La décision des autorités des écoles privées catholiques sénégalaises d’interdire le port du voile islamique dans leurs établissements est gravissime et susceptible de remettre en cause l’exceptionnalité sénégalaise de cohabitation fraternelle entre les fidèles des deux religions. En effet, après une élève de CE1 à Thies, c’est au tour du collège Didier Marie de Saint Louis de s’illustrer par l’interdiction faite aux élèves musulmanes de porter le voile ou le foulard.
Le Sénégal est un Etat laïc et républicain. Cette laïcité que nous héritons de la France trouve son origine dans l’ancien régime. Durant la révolution française de 1789, le clergé n’était pas épargné par les révolutionnaires car considéré comme un complice de Louis XVI contre les intérêts du petit peuple. D’où l’idée de la séparation de la religion de la gestion de la cité: la laïcité. Mais, avec la trajectoire historique de la France, la laïcité y a évolué.
Au nom de la laïcité et des valeurs de la République, des lois sont votées et des sujets sur l’islam font encore l’objet de controverse dans l’espace public français. Déjà en février 2004, l’Assemblée nationale vote une loi qui interdit le port du voile et autres signes par lesquels les élèves manifestent ostensiblement une appartenance religieuse dans les écoles, les collèges et les lycées publics.
A les en croire, le voile est « une agression contre la laïcité et la République ». Cette position très répandue dans l’opinion publique française et assumée par Manuel Valls à l’hémicycle sous une standing ovation est aujourd’hui partagée par des intellectuels sénégalais. Pire, toute idée discordante est stigmatisée et qualifiée d’islamiste (terme péjoratif) par des intellectuels sénégalais. A y voir de près, la laïcité française n’est plus la neutralité de l’Etat à l’endroit des religions, mais plutôt « l’athéisation » pour ne dire la « désislamisation » de la société française. Une conception de la laïcité que l’on ne saurait pratiquée au Sénégal à plus forte raison dans une école où se réalisent la socialisation et la nation de demain.
Cela dit, si nous pouvons accepter que la France au regard de « son histoire judéo-chétienne » (ce qui est faux) pour reprendre Marion Maréchal Le Pen et Nicolas Sarkazy interdise le voile, il est inacceptable et provocateur qu’une telle mesure soit prise au Sénégal, fut-il, dans une école privée catholique. Rappelons que les écoles privées catholiques, contrairement aux écoles franco-arabes, reçoivent un financement de l’Etat, autrement-dit les deniers des Sénégalaises et Sénégalais de toutes confessions.
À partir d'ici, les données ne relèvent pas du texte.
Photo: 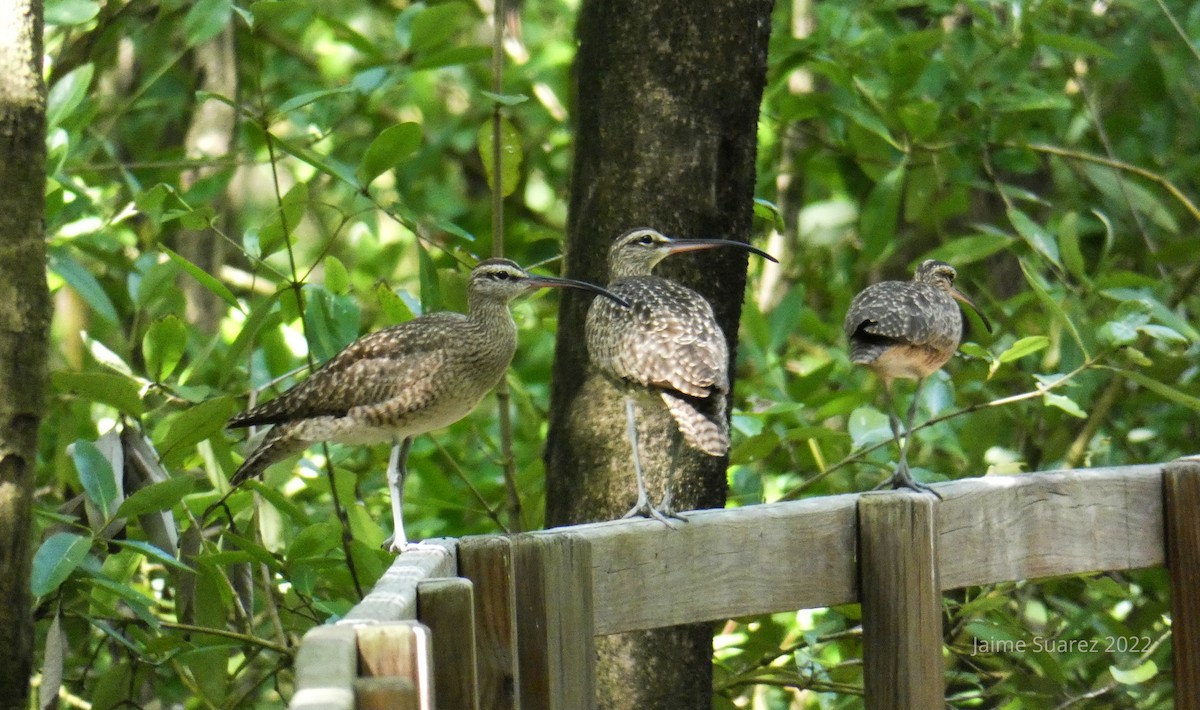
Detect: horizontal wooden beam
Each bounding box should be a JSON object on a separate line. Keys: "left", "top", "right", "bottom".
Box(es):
{"left": 536, "top": 465, "right": 1164, "bottom": 635}
{"left": 339, "top": 541, "right": 457, "bottom": 624}
{"left": 534, "top": 493, "right": 860, "bottom": 635}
Cette mesure viole également les libertés individuelles garanties par la Constitution sénégalaise en son article 8. Alors les organisations des droits humains très attachées au respect et à la promotion des libertés individuelles sont interpellées. Elles doivent dénoncer avec la même énergie que ce fut le cas avec l’affaire Déesse Major cette décision gravissime et dangereuse pour la cohésion sociale. Sinon, elles donneraient raison à celles et ceux qui pensent qu’elles partagent l’avis de Laurence Rassignol, Ministre française de la culture pour qui « Autant la jupe est courte, autant la femme est libre ». A moins que les activistes sénégalais pensent comme des acteurs publics français que le voile « est une oppression, un emprisonnement et une humiliation de la femme ». Alors, Bertrand Badie avait vu juste en soutenant que le risque à travers la promotion des droits de l’Homme c’est qu’on assiste l’occidentalisation du monde.
Nul n’a le droit de porter atteinte à notre unité nationale. Le préambule de la Constitution sénégalaise stipule « le principe intangible de l’intégrité du territoire national et de l’unité nationale dans le respect des spécificités culturelles,.. ». Entre Chrétiens et Musulmans au Sénégal, pratiquement TOUT se fait ensemble. Cela nous a valus d’être un modèle de cohabitation fraternelle à telle enseigne que l’expression « dialogue islamo-chrétien » est insensée au pays de Serigne Abdou Aziz SY Dabakh, de Cardinal Thiandoum et de Serigne Abdou Lahat Mbacké.